Vendredi 15 novembre 2024 par Laurent Sapir

Grand Tour

"Grand Tour" ou l'envoûtant carnet de voyage post-colonial de Miguel Gomes dans une Asie fantasmée... Prix de la mise en scène au dernier Festival de Cannes.

 

Comment ne pas craquer pour Molly, irrésistible cavaleuse à la poursuite de son homme, un jeune fonctionnaire de l'empire britannique qui s'est soudainement fait la malle en 1918 depuis Rangoon, en Birmanie, alors même que les deux fiancés étaient sur le point de se marier ? Face à pareille goujaterie, la jeune femme, magnifiquement incarnée par Crista Alfaiate, n'a pas l'intention de jouer les victimes. C'est d'abord un personnage fantasque, presque burlesque. Elle ne cesse de pouffer (un peu comme la Jeanne du Barry de Maïwenn, mais en moins ridicule...), opposant son rire à l'absurdité d'une odyssée qui a pourtant peu de chance de virer au happy end.

De quoi nous placer définitivement sous le charme de Grand Tour, prix de la mise en scène au dernier Festival de Cannes, même si son personnage féminin n'irrigue que la seconde partie du film, la première étant consacrée à l'errance du fiancé. L'ensemble reste en même temps formidablement envoûtant, au diapason du périple imaginé par Miguel Gomes dans cette Asie coloniale dont les mécanismes de domination sont suggérés plus que surlignés. De la Birmanie au Japon, en passant par le Vietnam, les Philippines et la Chine, le réalisateur portugais décline son propre India Song et recrée tout un monde en studio au gré d'un splendide noir et blanc qui relève à la fois du songe, de la mélancolie et du sortilège.

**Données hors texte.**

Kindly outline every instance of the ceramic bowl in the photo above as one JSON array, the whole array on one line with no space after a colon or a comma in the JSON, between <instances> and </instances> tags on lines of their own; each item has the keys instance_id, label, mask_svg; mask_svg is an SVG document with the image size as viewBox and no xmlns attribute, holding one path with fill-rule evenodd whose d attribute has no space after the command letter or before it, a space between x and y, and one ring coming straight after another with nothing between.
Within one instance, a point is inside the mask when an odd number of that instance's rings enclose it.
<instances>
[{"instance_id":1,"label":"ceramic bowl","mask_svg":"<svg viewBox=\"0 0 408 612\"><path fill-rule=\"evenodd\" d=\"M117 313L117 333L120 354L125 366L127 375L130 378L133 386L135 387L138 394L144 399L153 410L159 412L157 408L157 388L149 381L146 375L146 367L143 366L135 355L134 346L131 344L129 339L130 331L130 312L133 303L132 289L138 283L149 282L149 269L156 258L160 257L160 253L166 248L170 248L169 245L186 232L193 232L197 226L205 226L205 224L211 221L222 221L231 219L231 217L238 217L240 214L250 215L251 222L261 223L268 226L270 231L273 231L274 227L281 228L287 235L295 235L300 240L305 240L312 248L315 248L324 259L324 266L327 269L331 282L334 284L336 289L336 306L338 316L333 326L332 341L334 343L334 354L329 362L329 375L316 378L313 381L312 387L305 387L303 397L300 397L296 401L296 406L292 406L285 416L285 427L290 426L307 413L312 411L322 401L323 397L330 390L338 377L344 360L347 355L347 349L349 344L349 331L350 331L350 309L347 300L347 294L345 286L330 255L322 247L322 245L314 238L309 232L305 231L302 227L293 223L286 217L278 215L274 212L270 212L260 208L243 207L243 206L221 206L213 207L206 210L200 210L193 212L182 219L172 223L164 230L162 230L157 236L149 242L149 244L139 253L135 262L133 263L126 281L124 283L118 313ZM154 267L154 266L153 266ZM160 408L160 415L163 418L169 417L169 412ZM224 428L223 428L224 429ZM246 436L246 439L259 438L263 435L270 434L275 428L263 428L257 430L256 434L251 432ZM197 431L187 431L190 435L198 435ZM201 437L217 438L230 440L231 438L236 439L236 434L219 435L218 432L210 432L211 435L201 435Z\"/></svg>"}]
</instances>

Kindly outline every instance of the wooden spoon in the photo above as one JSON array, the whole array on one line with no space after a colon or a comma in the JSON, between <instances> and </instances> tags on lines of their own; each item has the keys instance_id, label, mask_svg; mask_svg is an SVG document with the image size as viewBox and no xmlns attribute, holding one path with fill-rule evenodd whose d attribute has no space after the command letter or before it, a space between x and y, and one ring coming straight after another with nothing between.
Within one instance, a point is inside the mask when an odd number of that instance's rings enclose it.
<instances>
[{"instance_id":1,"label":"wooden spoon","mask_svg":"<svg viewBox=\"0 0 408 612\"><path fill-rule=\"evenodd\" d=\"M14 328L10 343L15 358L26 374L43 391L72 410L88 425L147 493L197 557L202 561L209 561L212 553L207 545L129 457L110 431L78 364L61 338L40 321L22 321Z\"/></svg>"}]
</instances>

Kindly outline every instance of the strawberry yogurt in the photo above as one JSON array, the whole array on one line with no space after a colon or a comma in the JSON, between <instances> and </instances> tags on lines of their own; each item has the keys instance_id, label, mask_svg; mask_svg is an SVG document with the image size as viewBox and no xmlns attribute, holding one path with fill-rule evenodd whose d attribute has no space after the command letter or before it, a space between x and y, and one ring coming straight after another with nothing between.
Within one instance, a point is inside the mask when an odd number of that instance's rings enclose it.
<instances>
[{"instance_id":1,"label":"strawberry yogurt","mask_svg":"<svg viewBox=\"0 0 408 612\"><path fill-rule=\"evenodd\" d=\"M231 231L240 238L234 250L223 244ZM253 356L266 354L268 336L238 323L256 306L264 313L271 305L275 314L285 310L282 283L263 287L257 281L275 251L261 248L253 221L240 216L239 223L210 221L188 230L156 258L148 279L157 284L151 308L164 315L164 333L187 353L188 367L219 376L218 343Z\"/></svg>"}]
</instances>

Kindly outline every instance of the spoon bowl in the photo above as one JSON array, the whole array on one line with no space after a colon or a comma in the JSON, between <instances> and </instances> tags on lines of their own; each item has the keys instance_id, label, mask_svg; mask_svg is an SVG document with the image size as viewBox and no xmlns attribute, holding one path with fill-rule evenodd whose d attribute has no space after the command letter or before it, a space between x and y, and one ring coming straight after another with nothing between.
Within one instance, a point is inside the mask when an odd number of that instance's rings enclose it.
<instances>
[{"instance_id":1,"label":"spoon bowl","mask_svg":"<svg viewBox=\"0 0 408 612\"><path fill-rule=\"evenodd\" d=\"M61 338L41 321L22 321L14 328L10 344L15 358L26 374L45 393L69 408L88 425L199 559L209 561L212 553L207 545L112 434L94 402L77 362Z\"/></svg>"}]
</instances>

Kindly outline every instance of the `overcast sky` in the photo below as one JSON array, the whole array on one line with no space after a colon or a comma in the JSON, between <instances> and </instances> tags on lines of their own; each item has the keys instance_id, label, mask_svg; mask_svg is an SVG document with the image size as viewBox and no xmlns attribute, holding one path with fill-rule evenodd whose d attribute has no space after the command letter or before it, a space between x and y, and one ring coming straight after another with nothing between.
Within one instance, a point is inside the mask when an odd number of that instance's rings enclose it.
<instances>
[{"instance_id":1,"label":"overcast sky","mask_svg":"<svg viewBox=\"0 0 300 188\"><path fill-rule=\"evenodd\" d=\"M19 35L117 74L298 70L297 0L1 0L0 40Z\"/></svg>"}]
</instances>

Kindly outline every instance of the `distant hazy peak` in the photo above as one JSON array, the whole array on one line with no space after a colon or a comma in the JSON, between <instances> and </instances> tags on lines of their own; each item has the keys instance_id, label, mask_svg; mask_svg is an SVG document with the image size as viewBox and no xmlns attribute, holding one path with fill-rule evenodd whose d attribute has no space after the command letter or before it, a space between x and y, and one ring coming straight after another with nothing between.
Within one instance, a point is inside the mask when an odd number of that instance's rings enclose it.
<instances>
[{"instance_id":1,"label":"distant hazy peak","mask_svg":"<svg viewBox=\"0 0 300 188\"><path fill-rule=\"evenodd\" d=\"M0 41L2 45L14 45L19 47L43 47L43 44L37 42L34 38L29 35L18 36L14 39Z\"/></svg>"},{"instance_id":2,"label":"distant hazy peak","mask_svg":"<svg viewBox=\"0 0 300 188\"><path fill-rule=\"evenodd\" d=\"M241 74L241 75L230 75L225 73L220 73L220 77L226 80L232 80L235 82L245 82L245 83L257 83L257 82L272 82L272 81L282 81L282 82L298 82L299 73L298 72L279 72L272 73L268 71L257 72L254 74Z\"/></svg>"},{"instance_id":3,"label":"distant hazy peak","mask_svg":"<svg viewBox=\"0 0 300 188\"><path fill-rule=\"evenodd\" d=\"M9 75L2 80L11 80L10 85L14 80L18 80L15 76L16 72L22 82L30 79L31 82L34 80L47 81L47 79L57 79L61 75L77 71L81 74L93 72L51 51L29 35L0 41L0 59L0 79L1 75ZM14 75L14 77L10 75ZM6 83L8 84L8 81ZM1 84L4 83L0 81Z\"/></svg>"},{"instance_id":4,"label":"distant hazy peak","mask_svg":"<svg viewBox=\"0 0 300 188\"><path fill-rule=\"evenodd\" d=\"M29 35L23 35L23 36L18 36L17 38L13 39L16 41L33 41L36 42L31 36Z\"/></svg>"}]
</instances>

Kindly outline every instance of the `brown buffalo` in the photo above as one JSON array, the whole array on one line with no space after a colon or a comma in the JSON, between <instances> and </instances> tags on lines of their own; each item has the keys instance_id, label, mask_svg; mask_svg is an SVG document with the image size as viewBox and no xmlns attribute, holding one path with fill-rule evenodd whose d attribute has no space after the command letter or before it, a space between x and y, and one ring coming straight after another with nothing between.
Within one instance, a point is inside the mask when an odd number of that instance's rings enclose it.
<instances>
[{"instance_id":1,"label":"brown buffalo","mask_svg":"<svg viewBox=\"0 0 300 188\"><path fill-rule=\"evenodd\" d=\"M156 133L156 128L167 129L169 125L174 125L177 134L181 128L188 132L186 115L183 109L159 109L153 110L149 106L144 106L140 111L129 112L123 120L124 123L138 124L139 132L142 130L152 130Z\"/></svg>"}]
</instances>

S'y ajoute un autre "Grand Tour" en forme de journal de bord effectué par Gomes en 2020 avant d'être interrompu par la pandémie de COVID. Si ce segment du film tourné en couleur est propice à de jolis clins d'œil, à l'instar d'une grande roue lancée à toute allure dès le premier plan, les contraintes sanitaires qui l'ont perturbé lui confèrent un caractère théorique un peu forcé. On y retrouve en même temps l'hybridité fiction/documentaire chère au réalisateur du triptyque Les Mille et une nuits (2015) lequel, avouons-le, nous avait laissé sur le quai.

Rien de tel ici avec, en bonus, une cartographie musicale aussi fascinante que la géographie proposée. Le Beau Danube bleu de Johann Strauss II y côtoie la folk asiatique et des musiques traditionnelles, le My Way de Sinatra se réinvente en mode karaoké, du jazz old school japonais surgit tandis que le Beyond the Sea de Bobby Darin fait définitivement swinguer le beau voyage auquel le réalisateur nous a conviés.

Grand Tour, Miguel Gomes, grand prix de la mise en scène au Festival de Cannes (Sortie le 27 novembre).